Bridgnorth

Borough

Published in The History of Parliament: the House of Commons 1660-1690, ed. B.D. Henning, 1983
Available from Boydell and Brewer

Background Information

Right of Election:

in the freemen

Number of voters:

1,000 in 1710

Elections

DateCandidate
13 Apr. 1660SIR WALTER ACTON, Bt.
 JOHN BENNET
26 Mar. 1661SIR WILLIAM WHITMORE, Bt.
 JOHN BENNET
17 July 1663SIR THOMAS WHITMORE vice Bennet, deceased
21 Feb. 1679SIR THOMAS WHITMORE
 SIR WILLIAM WHITMORE, Bt.
 John Wolryche
22 Aug. 1679SIR WILLIAM WHITMORE, Bt.
 SIR THOMAS WHITMORE
14 Feb. 1681SIR WILLIAM WHITMORE, Bt.
 SIR THOMAS WHITMORE
30 Mar. 1685SIR WILLIAM WHITMORE, Bt.
 ROGER POPE
11 Jan. 1689SIR WILLIAM WHITMORE, Bt.
 SIR EDWARD ACTON, Bt.

Main Article

The dominant interests in Bridgnorth at the Restoration were the Whitmores and Actons, both seated within three miles of the borough and related by marriage. Their politics were in agreement in 1660, and, probably by arrangement, Sir William Whitmore stood for the county while John Bennet, his brother-in-law and Sir Walter Acton were returned for Bridgnorth. One observer reported that ‘such a spirit is there set up and so active in Bridgnorth, and even this whole county, that I am verily afraid there will scarcely be either knight or burgess chosen amongst us that is not a very high Royalist’. In fact, a week before the election General George Monck wrote to the bailiffs recommending John Thurloe, a person ‘of known ability and fidelity to public and national interests’, for one of the seats. However, Thomas Gilbert, the Congregational minister, returned the letter to Thurloe with a report of the borough’s mood. He wrote

Never was stone more impetuously hurried downward by the inward pressure of its own natural weight and the foreign impressed force of the strongest hand than the sevenfold greater part of Bridgnorth are by the native bent of their own inclination and overpowerful sway of their great landlords, meeting together, irresistibly carried on to an high Cavalier choice of both their burgesses.

He concluded

that the general’s writing would be so far from speeding your election that his standing would not have carried his own at Bridgnorth, except he would have declared himself absolutely for the King, without any such terms as they hear are about to be offered him.

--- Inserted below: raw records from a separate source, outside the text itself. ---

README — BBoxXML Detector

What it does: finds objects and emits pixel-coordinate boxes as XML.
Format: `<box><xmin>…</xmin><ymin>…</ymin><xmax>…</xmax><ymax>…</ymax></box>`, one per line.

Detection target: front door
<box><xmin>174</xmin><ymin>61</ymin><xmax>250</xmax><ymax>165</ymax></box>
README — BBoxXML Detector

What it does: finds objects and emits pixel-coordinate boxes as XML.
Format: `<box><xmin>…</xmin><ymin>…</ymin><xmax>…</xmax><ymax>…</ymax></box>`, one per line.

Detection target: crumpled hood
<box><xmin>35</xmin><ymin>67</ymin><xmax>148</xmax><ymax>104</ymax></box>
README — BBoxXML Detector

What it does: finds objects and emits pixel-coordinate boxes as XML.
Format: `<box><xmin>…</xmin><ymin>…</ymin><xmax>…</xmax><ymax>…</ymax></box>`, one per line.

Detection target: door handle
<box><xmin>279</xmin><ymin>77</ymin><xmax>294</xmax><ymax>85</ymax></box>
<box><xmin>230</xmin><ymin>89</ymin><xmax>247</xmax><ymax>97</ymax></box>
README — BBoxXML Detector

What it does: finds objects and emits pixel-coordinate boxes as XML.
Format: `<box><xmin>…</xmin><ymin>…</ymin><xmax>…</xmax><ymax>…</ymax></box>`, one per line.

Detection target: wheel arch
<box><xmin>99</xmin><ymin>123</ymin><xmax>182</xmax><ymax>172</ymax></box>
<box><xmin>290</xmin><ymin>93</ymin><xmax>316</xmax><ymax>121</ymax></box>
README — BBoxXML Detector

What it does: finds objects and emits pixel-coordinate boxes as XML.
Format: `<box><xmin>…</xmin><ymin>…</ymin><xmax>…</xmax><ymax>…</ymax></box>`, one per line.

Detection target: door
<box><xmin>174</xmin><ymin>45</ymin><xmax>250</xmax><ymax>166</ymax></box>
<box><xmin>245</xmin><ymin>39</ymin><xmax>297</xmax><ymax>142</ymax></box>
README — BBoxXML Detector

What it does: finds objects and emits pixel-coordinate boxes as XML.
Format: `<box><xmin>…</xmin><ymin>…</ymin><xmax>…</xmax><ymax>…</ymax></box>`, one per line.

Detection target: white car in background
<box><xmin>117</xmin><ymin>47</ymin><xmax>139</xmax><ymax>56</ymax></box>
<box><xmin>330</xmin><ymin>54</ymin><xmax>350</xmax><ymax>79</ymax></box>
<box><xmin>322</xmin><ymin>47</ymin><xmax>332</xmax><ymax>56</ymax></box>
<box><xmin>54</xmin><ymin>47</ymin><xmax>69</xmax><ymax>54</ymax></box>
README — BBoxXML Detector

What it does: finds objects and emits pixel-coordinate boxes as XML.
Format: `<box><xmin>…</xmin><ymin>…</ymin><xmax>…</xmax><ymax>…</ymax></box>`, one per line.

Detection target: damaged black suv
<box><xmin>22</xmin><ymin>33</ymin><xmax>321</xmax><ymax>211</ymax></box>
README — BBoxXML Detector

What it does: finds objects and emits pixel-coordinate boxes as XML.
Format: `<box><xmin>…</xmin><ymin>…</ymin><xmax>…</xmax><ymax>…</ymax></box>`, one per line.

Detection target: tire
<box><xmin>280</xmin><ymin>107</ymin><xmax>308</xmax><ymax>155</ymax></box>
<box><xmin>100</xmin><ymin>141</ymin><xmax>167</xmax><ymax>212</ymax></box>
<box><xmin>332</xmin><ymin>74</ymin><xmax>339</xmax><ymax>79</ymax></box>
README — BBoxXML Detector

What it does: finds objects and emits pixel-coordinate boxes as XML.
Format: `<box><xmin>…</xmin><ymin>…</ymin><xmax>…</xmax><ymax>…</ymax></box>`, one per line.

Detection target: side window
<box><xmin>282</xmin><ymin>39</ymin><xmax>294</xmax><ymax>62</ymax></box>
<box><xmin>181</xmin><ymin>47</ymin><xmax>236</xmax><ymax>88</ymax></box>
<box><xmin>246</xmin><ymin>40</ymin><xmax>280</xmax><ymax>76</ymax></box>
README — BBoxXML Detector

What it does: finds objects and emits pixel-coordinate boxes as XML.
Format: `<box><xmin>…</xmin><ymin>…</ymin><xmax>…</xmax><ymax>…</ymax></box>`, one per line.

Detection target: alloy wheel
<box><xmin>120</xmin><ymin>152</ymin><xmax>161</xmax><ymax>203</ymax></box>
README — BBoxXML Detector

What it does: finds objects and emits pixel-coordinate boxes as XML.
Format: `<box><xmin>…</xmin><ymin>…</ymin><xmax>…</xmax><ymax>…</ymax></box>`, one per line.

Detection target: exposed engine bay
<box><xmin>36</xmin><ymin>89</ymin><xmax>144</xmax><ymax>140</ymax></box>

It is possible that Acton attempted to keep his seat at the election the following year when Whitmore was returned with Bennet, but there is no record of a contest. In 1662 the commissioners dismissed one of the bailiffs and seven aldermen and disfranchised ten ‘burgesses’. The Whitmores continued to exercise some indirect control over the corporation, organizing the non-resident ‘outvoters’, and a large number of resident freemen were their tenants. There was a report of a ‘long contest’ at the by-election following Bennet’s death; 182 new freemen were admitted in six weeks, but Whitmore’s brother was successful, and held the seat until his death. At the first election of 1679 the Whitmore interest was challenged by John Wolryche, the recorder, whose petition ‘complaining of undue practices in the bailiffs’ was never reported. The two brothers retained their seats throughout the exclusion crisis, though their politics diverged, and it was not until the Rye House Plot that the corporation produced a loyal address.1

Sir Thomas Whitmore died in 1683, and in 1685 his brother was returned with the courtier, Captain Roger Pope, who stood with the support of, and perhaps at the invitation of, the crown, and who had recently built an impressive house at Bridgnorth. In June 1688 the King’s agents declined to recommend candidates for Bridgnorth for the proposed Parliament because the corporation had a ‘quo warranto depending’. Although the charter had been surrendered, James, unable to win support from the local dissenters, simply renewed it ‘at charge’ in September. Sunderland, however, wrote directly to Pope to order him to stand. In the election to the Convention Sir Edward Acton, Wolryche’s successor as recorder, reasserted his interest and represented the borough without interruption until 1705.2

Author: J. S. Crossette

Notes

  • 1. Thurloe, vii. 888, 895; J. F. A. Mason, Bridgnorth, 26-27, 3233; Trans. Salop Arch. Soc. (ser. 4), v. 63; VCH Salop, iii. 276; CJ, ix. 578; London Gazette, 30 Aug. 1683.
  • 2. Mason, 27; G. Bellett, Antiqs. Bridgnorth, 196-7; CSP Dom. 168-9, pp. 261, 266, 276.